Challenges faced by the project include people who create roadblocks to hinder the implementation of the aerotropolis strategy, as they have misunderstood the model and its potential to impact people at all socioeconomic levels, especially those who are at lower levels.

Kasarda says some people also believe airports are damaging to the environment; however, aviation has less impact on the environment than other modes of transport, contributing only 2% to greenhouse gas emissions.

Beyond Ekurhuleni
Besides Ekurhuleni, Kasarda has visited Durban, in KwaZulu-Natal, which also has plans to develop an aerotropolis around the King Shaka International Airport (KSIA), which is north of the city.

“I was impressed with the long-term plan for development at the airport, such as the Dube Tradeport air logistics complex,” says Kasarda.

He adds that the development of an aerotropolis around the KSIA will be a greater challenge than that of Ekurhuleni, as the area does not have the local market size or the air connectivity. Therefore, it will have to develop the needed logistic systems and commercial facilities to grow its economy and aviation routes.

“Durban does have a solid plan that fits the aerotropolis model well, but it will likely take at least two decades for the evolution of a successful aerotropolis.”

However, Kasarda notes that the planners and landowners recognise that the Durban Aerotropolis development will be incremental and therefore have a realistic 20- to 40-year plan to foster aerotropolis development.

“Both the KSIA and the Dube Tradeport are first-class modern facilities that have good prospects to form the core of a Durban aerotropolis. Further, the airport has a vast amount of open land around it for future aviation-linked commercial development.”

Although Kasarda has not met leadership in Cape Town, he has seen the Cape Town International Airport, which is in a built-up area like ORTIA, but there are zones near the airport that are suited to development into logistics and distribution centres, following aerotropolis principals.

Meanwhile, the natural beauty of Cape Town will make it a powerful magnet for conventions and meetings. The basics are available in Cape Town, but Gauteng has the economic scale and global air connectivity that gives it certain advantages for aerotropolis development, therefore, things will happen a lot faster here.

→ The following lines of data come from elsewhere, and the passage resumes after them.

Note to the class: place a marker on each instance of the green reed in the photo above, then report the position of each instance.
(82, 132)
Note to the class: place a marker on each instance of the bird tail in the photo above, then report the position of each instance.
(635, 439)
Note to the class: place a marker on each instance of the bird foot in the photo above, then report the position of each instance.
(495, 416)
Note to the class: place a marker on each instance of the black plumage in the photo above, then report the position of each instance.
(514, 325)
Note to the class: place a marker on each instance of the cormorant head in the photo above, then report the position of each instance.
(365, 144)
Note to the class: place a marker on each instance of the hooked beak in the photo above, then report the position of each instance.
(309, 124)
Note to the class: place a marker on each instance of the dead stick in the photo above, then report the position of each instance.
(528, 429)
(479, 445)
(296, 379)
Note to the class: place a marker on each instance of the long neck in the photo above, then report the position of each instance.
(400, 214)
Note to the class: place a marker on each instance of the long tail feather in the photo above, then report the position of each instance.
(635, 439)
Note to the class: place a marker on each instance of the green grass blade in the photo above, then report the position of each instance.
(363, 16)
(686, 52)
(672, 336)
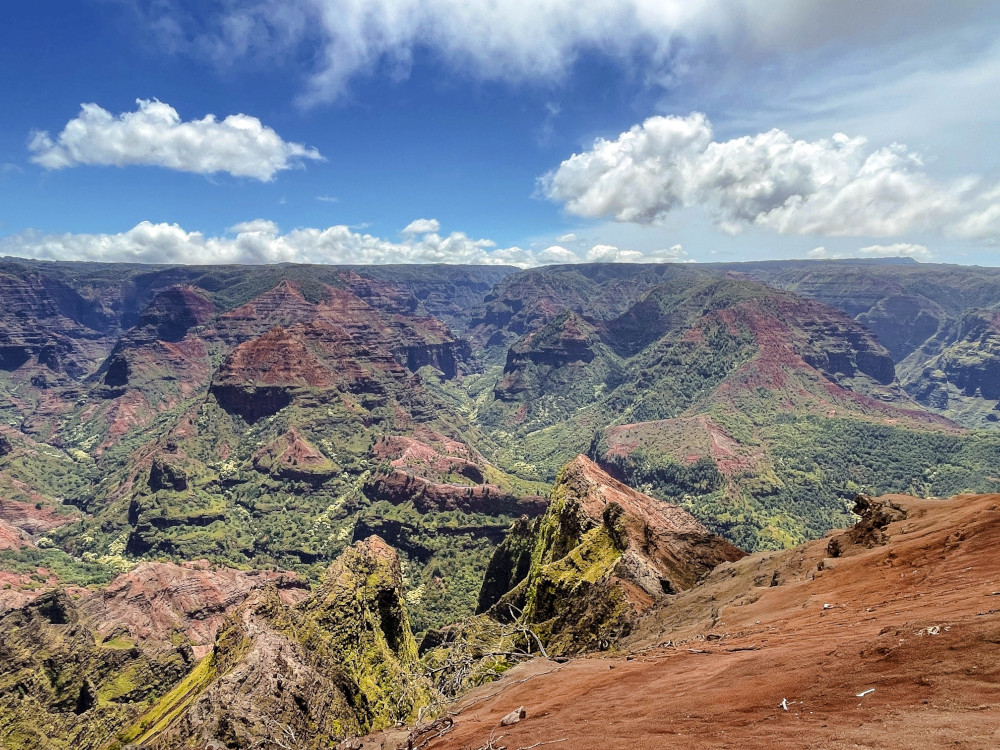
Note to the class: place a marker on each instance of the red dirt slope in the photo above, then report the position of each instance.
(915, 622)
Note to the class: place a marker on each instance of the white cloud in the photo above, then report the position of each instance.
(520, 40)
(836, 186)
(261, 241)
(557, 254)
(422, 226)
(897, 250)
(155, 135)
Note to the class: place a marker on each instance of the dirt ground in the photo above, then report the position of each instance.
(892, 647)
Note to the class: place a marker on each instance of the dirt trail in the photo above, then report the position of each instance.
(916, 623)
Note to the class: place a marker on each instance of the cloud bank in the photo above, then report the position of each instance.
(836, 186)
(261, 241)
(155, 135)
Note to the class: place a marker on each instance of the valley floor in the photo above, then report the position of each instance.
(896, 646)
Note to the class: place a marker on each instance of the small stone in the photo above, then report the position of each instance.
(513, 717)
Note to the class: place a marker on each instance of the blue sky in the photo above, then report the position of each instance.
(439, 130)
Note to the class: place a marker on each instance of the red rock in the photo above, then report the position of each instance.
(153, 600)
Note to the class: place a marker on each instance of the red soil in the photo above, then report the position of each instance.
(918, 621)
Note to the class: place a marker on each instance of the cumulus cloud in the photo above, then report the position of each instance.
(155, 135)
(557, 254)
(422, 226)
(837, 186)
(261, 241)
(612, 254)
(520, 40)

“From what I could tell, leadership in Cape Town is just beginning to think about how the aerotropolis model can boost their municipality’s competitiveness and future commercial success.”

City of Cape Town media manager Kylie Hatton says the development of an aerotropolis economy is not something currently planned or envisioned for Cape Town.

“However, we are in the process of developing a long-term vision for Cape Town, which will guide the city in terms of the possible areas of development it would like to target.”

Meanwhile, the Ekurhuleni municipality has discussed the aerotropolis project with the Airports Company South Africa (Acsa), which is an essential part of the project’s success.

Acsa plans a 161% tariff hike over the next five years, but Gungubele believes these high tariff hikes will be mitigated through the development of the aerotropolis that will generate substantial revenue for ORTIA.

“Once the aerotropolis is operational, it will generate substantial additional revenue for Acsa, as investment on and around the airport will supersede higher tariffs by increasing the base from which Acsa derives its revenue.”

Acsa and ORTIA in particular, recognise the importance of this project from a growth and developmental point of view, says Acsa’s communications and brand manager at ORTIA Unathi Batyashe–Fillis.

“As a major hub airport on the African continent, OR Tambo International is at the epicentre of the aerotropolis and, therefore, a key component and driver of the concept. While discussions with Ekurhuleni and the provincial government are still in their formative stages, Acsa is aligned with the city’s growth path and recognises its existence as an aerocity in an aerotropolis.”

She says Acsa will continue to work closely with all stakeholders, particularly Ekurhuleni and the province, to implement an integrated set of strategies, policies and actions.